4 AI trends in professional services to watch in 2025

Zach Warren  Manager for Enterprise Content for Technology & Innovation / Thomson Reuters Institute

· 7 minute read

Zach Warren  Manager for Enterprise Content for Technology & Innovation / Thomson Reuters Institute

· 7 minute read

GenAI has made a major impact on the professional services market over the past two years, but many of its more systematic changes may just be beginning

AIGenerative artificial intelligence (GenAI) is more than just a buzzword in today’s corporate lexicon. Its introduction has fundamentally shifted business finances, long-term strategy and investment planning, and talent development in a way that may have seemed impossible just three years ago.

The professional services world is far from immune from these changes. In fact, given the conversational nature of GenAI technology, professionals in the legal, tax & accounting, risk & compliance, and government fields may be those whose daily lives will be most changed by GenAI’s introduction.

Still, even with its rapid adoption, the full impact of GenAI on professional services has not been felt — yet. Here’s how GenAI may change the way you work in 2025.

1. Movement from individual users to enterprise-wide adoption

Clearly, 2024 was the year that GenAI truly begun to be used by professional services workers in large numbers. For many, however, that usage was still on an individual level rather than done through wide scale rollouts within their organizations. For instance, 26% of respondents called themselves active users of publicly available GenAI tools such as ChatGPT, but only 12% said their organizations had integrated GenAI into the organization’s workflow at any sort of scale, according to the Generative AI in Professional Services Report, conducted by the Thomson Reuters Institute (TRI) in early-2024.
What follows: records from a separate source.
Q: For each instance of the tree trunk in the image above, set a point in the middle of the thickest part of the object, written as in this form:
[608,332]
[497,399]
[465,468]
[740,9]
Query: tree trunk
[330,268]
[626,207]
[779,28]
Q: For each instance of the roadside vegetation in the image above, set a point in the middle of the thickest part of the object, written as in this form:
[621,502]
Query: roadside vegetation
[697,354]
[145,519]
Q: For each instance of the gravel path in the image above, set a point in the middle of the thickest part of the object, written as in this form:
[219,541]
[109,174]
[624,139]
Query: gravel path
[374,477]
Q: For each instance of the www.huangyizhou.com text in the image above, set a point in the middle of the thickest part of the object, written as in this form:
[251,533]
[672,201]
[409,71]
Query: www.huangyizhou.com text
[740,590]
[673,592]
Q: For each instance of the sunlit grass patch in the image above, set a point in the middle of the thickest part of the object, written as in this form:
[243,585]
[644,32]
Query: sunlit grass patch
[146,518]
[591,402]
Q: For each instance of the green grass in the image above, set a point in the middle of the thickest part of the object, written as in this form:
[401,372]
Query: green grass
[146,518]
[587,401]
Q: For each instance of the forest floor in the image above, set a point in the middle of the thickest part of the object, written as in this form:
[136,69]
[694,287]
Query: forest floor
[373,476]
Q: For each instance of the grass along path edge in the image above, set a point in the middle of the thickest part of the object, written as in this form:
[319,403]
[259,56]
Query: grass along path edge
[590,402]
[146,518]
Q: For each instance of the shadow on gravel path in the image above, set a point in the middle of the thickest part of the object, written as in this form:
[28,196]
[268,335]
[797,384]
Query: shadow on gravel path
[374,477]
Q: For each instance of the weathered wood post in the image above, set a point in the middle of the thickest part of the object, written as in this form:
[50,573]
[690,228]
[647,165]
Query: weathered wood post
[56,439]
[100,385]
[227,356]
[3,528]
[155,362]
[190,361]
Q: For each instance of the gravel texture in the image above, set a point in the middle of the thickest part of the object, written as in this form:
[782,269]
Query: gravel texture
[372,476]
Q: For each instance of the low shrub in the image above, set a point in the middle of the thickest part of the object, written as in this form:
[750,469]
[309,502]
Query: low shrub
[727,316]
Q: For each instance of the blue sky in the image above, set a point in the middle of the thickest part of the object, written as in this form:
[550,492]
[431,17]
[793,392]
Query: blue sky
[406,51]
Today, organization-wide rollouts are beginning to become more commonplace, especially as business-oriented GenAI tools such as Microsoft Copilot begin to see more adoption. At the corporate level, 79% of respondents to a CNBC survey in October 2024, said that their companies were using Copilot, and half of respondents said their companies had deployed the technology to all users.
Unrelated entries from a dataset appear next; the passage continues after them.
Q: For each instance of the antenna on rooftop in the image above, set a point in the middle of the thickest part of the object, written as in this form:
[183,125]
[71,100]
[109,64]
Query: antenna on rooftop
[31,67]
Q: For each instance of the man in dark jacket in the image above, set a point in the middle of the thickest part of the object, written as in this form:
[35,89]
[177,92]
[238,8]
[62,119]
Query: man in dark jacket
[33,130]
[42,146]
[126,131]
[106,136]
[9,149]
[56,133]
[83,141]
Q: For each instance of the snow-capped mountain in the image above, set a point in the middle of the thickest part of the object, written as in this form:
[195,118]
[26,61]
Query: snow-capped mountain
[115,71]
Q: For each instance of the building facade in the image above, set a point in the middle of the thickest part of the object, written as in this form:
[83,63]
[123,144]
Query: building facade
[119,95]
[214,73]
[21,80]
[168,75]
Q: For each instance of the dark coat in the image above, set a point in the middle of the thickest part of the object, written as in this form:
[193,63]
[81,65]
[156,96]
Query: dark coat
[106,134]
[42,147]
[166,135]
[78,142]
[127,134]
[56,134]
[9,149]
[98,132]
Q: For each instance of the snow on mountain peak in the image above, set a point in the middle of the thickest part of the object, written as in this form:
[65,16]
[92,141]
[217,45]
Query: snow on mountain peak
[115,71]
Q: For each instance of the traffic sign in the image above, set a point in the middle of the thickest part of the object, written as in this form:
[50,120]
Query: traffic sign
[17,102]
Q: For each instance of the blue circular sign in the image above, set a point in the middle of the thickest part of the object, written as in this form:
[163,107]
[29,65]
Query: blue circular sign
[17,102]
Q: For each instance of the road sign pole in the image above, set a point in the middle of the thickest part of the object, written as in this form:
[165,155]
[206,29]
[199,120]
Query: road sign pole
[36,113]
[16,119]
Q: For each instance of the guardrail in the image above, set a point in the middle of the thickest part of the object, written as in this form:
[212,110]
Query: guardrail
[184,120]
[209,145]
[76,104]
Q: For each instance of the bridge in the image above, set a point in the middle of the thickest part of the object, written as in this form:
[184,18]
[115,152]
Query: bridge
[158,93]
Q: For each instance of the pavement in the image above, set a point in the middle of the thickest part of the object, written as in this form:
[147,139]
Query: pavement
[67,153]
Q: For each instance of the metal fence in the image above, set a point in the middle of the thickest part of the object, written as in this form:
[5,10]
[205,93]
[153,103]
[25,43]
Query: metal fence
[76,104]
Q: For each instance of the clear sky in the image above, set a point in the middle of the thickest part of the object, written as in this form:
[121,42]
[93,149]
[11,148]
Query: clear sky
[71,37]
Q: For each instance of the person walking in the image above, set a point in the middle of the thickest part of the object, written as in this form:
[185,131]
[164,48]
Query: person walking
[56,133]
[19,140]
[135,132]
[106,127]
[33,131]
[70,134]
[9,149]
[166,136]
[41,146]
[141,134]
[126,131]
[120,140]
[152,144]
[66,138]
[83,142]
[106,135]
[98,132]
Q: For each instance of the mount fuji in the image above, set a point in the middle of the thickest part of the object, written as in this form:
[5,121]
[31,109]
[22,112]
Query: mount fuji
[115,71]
Link to 2024 GenAI in professional services report

 

Of course, some professional services sectors — such as law firms and tax & accounting firms — tend to be behind the pace of technology adoption seen in the wider corporate world. Even so, there are signs that enterprise-wide adoption of tools such as Copilot are rapidly increasing. For example, 43% of all corporate tax department respondents reported using GenAI, and business-oriented GenAI ranked as their most-used technology, favored even over publicly available tools such as ChatGPT and proprietary tax-specific tools, according to a forthcoming TRI survey.

2. More integrated training beyond just tools

At this point in 2024, only 19% of respondents to the Generative AI in Professional Services report had any sort of education or training around GenAI being provided by their own organizations. Naturally, over the past 12 months, many organizations have begun to roll-out those training programs in earnest.
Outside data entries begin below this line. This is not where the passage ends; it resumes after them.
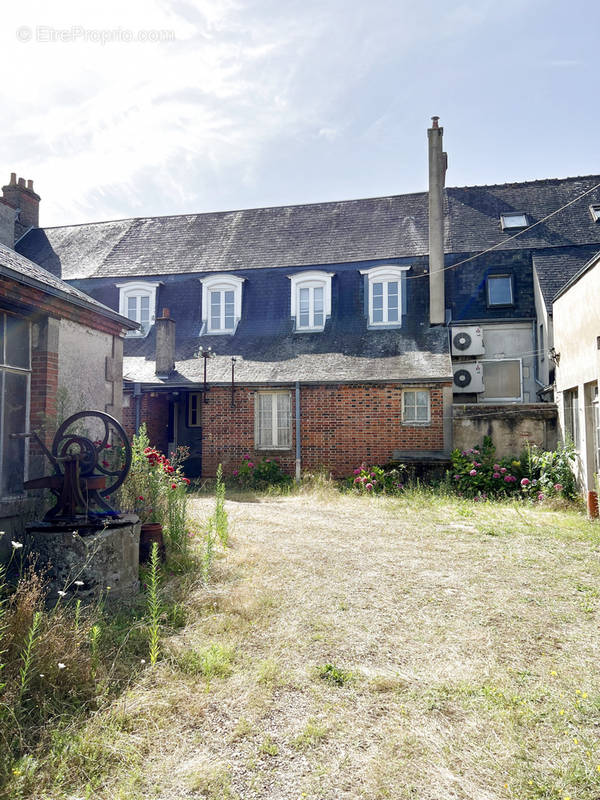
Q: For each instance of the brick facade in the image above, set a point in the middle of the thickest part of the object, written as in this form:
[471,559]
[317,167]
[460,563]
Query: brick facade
[341,425]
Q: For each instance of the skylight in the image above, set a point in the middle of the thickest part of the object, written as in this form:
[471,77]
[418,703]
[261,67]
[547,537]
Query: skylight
[513,221]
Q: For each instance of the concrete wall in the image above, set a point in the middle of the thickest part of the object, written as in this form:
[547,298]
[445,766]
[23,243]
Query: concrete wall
[576,330]
[510,426]
[90,364]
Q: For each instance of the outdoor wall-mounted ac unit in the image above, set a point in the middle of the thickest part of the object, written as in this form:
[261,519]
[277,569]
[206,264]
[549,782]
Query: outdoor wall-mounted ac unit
[467,341]
[468,377]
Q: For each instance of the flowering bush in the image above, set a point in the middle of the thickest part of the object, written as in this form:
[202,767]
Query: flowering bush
[477,473]
[156,486]
[260,474]
[376,480]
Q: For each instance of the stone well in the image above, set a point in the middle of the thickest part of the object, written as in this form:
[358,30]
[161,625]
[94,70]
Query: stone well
[99,554]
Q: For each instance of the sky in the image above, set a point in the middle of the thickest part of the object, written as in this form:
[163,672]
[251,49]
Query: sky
[129,108]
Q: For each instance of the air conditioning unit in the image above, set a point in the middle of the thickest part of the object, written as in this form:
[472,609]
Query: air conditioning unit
[467,341]
[468,377]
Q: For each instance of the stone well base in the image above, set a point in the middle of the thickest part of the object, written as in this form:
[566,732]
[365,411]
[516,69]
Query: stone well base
[99,556]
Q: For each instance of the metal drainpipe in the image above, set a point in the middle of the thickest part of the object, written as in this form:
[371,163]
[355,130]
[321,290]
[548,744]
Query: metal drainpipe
[298,450]
[137,393]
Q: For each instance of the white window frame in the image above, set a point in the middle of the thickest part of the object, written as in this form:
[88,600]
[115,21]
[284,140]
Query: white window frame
[497,276]
[221,283]
[26,371]
[518,399]
[507,225]
[390,273]
[274,421]
[138,289]
[405,393]
[315,279]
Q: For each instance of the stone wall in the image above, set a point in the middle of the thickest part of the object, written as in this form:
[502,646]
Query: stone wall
[510,426]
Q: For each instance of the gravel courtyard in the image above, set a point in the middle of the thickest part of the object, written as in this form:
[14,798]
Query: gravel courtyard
[377,648]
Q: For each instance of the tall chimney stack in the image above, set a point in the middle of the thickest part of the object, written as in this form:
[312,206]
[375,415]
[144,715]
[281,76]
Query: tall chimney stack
[438,163]
[20,196]
[165,344]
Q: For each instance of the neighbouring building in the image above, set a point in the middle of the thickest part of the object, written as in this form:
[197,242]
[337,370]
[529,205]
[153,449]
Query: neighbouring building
[379,329]
[60,351]
[576,312]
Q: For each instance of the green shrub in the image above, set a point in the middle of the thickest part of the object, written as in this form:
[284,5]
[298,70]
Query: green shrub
[376,480]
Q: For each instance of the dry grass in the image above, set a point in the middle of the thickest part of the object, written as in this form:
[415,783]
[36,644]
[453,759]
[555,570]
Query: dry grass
[468,635]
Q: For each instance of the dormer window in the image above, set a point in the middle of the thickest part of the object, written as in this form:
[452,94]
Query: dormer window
[221,303]
[512,221]
[311,299]
[384,295]
[137,300]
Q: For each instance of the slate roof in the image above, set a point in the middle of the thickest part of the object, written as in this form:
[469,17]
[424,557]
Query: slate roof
[310,358]
[557,267]
[319,233]
[13,265]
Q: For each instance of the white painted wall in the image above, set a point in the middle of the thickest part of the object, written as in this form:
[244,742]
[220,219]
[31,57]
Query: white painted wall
[82,370]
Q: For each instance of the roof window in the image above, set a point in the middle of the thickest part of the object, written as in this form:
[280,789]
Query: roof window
[509,221]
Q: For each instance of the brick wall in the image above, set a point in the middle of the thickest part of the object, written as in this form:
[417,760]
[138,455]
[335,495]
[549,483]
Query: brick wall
[341,425]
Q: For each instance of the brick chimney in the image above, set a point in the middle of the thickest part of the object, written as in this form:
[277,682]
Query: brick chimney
[165,344]
[20,196]
[438,163]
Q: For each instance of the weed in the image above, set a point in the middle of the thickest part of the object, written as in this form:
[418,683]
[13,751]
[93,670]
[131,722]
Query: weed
[268,747]
[334,675]
[214,661]
[153,604]
[312,733]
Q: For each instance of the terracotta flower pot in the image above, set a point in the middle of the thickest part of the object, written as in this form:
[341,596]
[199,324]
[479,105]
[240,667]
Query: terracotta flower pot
[151,532]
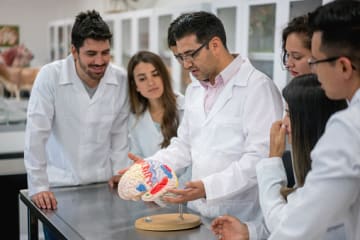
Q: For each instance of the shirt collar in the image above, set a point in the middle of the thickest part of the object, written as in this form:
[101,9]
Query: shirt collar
[355,98]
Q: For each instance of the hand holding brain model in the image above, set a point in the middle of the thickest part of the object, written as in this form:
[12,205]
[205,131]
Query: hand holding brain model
[146,180]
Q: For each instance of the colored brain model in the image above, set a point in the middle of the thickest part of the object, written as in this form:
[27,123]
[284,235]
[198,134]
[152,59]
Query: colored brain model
[146,180]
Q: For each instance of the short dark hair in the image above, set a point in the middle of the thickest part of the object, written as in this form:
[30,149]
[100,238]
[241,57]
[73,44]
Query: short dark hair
[299,25]
[171,38]
[339,23]
[89,25]
[309,110]
[203,24]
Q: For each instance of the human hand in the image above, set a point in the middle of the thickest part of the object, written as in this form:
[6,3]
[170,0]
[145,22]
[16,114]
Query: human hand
[277,139]
[114,180]
[193,190]
[229,228]
[45,200]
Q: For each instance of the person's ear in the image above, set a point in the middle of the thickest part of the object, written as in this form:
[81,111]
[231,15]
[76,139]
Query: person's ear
[215,44]
[346,67]
[74,52]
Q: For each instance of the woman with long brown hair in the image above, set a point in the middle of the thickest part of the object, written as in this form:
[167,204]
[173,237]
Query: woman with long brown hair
[156,110]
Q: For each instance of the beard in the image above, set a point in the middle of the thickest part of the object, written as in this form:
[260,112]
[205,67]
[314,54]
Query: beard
[87,70]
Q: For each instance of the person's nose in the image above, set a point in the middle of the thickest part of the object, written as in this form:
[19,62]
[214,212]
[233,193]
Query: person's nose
[99,59]
[151,81]
[187,64]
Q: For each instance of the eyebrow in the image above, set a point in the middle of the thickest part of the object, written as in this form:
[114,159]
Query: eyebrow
[143,74]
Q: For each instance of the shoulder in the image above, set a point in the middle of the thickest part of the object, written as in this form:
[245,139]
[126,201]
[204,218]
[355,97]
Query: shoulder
[180,100]
[50,73]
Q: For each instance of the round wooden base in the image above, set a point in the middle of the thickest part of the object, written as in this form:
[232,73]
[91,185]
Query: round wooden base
[168,222]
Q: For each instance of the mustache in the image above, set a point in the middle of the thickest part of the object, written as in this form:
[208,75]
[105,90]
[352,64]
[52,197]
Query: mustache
[97,65]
At the same time, however, consternation remains around how GenAI training should be conducted. When asked in Thomson Reuters’ Future of Professionals Report which potential negative consequences of AI worried most respondents, the number one fear cited for one-third of respondents was over-reliance on technology at the expense of professional skill development.

To combat this sort of over-reliance, professional services organizations are beginning to focus not just on training GenAI software itself, but also on how GenAI can be integrated into professional training programs at large. In fact, when senior-level respondents were asked in the survey what skills would be more in demand as a result of GenAI, the top answers were a host of soft skills: enthusiasm for new technology, adaptability to change, efficiency, and creativity.

With many organizations still building out what regular AI training should look like, expect those soft skills to take more of a prominent role than were present in initial GenAI training programs.

3. Tech’s adjustment in job roles makes an impact

Upon the initial introduction of GenAI, a number of professionals worried about their own job prospects. Those initial fears were not helped by figures such as what came out of Goldman Sachs, which estimated in April 2023 that 44% of all legal industry tasks could be automated by GenAI. (Goldman Sachs has since walked back some of those numbers after learning more about GenAI’s applications in professional work.)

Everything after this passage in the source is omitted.